The recent Vatican document Dominus Iesus, released on September 5, has whipped up a storm of controversy that has not yet subsided (see "Rome & Relativism," Commonweal, October 20). Although the text reaffirms Catholicism’s belief in the uniqueness and completeness of God’s revelation in Jesus Christ, its approach to other religions and its judgment of certain other churches as "gravely deficient" have raised concerns over its tone and content. Interpretation has varied greatly, even at the top.
• On October 1, the pope had this to say at a Mass to honor the Chinese martyrs: "With the declaration...approved by me in a special way at the height of the jubilee year, I wanted to invite all Christians to renew their fidelity to him in the joy of faith....Our confession of Christ as the only Son...is not arrogance that disdains other religions."

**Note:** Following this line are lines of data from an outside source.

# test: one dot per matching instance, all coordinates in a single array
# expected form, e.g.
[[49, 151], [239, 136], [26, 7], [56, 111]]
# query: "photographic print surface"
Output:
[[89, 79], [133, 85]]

• In a September 22 public debate with philosopher Paolo Flores d’Arcais, Cardinal Joseph Ratzinger, prefect of the Congregation for the Doctrine of the Faith whose office issued Dominus Iesus, said that "Jews are connected with God in a special way and that God does not allow that bond to fail...the fact remains, however, that our Christian conviction is that Christ is also the messiah of Israel. Certainly it is in the hands of God how and when the unification of Jews and Christians into the people of God will take place."
• In a book published on October 10 in Germany, God and the World, which has an extensive interview with journalist Peter Seewald, Ratzinger continues on the topic: "It’s true, we’re waiting for the moment when Israel will say yes to Christ."